With responsibility for 8 major locations and co-ordinating activity across 22 member states, this international organization has an important job to do. What’s more, with 5,500 employees worldwide, their international communication function faces the challenging task of keeping widely dispersed teams engaged, motivated and connected with their sense of purpose.
New ways of working had emerged post pandemic, leaving leadership teams in need of a partner to help them understand their transformed internal audiences.
How could they build and maintain a sense of purpose across the organization now that their people felt even more widely dispersed than before?
What had truly come to light during the pandemic was the inadequacy of their legacy intranet platform, as well as the limitations of their overall channel infrastructure. That’s why we carried out an internal communications audit, the results of which informed the framework of a three-year internal communications strategy.

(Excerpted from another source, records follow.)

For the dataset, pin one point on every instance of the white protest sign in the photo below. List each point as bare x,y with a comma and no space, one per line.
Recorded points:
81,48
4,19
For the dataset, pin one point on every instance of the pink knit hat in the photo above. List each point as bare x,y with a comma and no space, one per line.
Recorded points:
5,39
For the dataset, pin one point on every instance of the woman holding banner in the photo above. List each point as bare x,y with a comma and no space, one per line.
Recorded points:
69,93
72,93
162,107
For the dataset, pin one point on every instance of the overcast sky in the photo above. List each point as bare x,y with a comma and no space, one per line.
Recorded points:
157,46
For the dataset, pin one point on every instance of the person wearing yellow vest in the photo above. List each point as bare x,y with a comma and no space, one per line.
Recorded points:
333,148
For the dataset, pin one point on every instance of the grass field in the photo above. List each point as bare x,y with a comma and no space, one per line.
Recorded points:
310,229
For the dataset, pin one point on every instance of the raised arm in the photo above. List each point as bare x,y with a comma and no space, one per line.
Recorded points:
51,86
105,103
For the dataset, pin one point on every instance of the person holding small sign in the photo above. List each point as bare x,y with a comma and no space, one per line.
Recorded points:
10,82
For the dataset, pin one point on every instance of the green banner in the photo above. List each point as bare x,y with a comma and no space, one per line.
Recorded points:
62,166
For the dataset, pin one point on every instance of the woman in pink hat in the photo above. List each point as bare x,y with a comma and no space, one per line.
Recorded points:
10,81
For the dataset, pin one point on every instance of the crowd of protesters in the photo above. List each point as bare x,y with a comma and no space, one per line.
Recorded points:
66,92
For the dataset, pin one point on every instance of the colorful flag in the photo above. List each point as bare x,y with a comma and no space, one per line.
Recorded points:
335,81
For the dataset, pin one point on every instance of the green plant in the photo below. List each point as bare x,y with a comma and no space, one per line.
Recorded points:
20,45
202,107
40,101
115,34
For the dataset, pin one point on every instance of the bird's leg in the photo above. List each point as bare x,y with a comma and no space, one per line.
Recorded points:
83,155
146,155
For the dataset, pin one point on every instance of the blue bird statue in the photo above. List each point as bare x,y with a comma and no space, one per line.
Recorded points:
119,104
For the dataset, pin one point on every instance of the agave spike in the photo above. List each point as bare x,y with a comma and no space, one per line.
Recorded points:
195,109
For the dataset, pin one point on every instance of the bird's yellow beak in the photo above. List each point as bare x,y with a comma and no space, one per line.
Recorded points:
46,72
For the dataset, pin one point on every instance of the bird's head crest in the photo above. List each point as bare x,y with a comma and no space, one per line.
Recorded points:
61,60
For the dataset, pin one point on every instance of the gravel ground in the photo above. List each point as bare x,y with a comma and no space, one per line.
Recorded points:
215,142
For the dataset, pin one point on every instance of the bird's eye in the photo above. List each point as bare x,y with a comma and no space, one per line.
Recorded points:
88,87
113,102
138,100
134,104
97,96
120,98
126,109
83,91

Our first point of call was the employees themselves – we wanted to know more about their day-to-day experiences within the organization. We needed to understand how internal communications were landing with them, so we set about gathering feedback from all geographies on an individual and group basis, through interviews, workshops and a pulse survey. Segmenting our findings according to location, length of service and area of expertise allowed us to create audience personas curated by the concerns, motivations and goals of the people we’d spoken to – which informed truly valuable recommendations.

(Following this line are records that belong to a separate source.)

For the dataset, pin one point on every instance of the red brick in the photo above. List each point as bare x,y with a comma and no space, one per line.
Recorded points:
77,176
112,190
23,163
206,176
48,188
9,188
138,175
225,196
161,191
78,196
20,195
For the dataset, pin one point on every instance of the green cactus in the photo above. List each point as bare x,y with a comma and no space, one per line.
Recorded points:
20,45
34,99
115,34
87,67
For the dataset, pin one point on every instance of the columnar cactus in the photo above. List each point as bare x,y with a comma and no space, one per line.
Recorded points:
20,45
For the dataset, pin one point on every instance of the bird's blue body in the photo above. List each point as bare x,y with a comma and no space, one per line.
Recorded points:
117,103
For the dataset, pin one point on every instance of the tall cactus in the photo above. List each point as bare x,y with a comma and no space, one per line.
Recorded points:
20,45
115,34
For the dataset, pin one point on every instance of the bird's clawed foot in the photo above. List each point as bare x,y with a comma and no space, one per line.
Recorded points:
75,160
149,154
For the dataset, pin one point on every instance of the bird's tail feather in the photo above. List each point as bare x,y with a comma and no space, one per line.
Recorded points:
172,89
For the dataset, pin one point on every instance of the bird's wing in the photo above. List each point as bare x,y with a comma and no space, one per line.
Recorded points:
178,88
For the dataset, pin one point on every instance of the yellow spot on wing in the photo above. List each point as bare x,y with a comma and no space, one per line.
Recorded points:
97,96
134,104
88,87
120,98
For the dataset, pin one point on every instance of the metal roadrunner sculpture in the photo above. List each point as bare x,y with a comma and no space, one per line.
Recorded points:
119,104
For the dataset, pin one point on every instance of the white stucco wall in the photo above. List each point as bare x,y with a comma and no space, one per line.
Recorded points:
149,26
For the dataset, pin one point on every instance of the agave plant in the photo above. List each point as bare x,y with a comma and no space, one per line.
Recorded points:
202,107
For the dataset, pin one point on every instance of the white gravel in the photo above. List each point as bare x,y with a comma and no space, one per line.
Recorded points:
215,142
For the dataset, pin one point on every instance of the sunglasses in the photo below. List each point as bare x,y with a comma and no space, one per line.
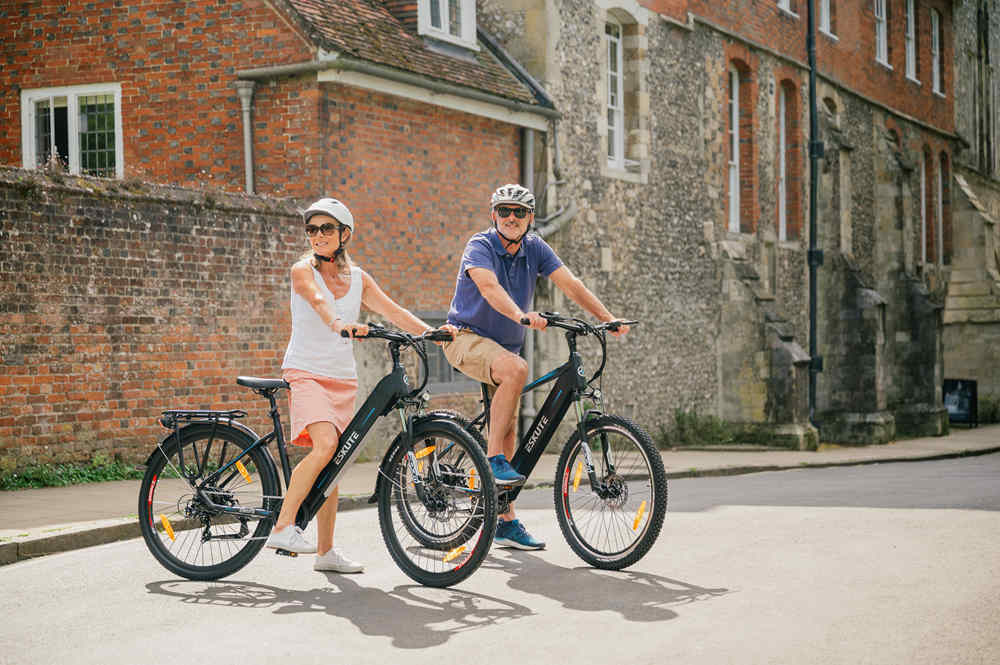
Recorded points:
328,229
505,211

More than anything, employees wanted communications that felt relevant to their everyday roles. They’d had enough of corporate-level messaging and needed more user friendly channels. With this in mind, we outlined a clear set of actions to be delivered via an evolved cross-channel communications framework and calendar that would ensure relevant information reached the right people at the right time.
Before any of this could happen, it was essential that the internal communications team formalize their own mission statement, responsibilities and governance. In defining these, they could build stronger relationships with functions across the organization.
Find out more about our internal communication audit methodology.
The international communications function was able to leverage this work to develop a digital environment that supports more personalized content feeds, and better interactions between colleagues across the world.
Measurement tools have allowed channel usage and levels of engagement to be assessed alongside any significant changes in audience(s) behaviors, the ways they engage with organization-wide content and present their own compelling content – their stories.
We’ve also helped them establish internal communications KPIs to determine targets and outcomes that will ensure consistent delivery.
And, so far, so good. While their team continues to build on our recommendations, the results are already more than promising with a vastly more connected organization, and a sense that employees belong to one organization, despite multiple geographies, cultures and areas of expertise.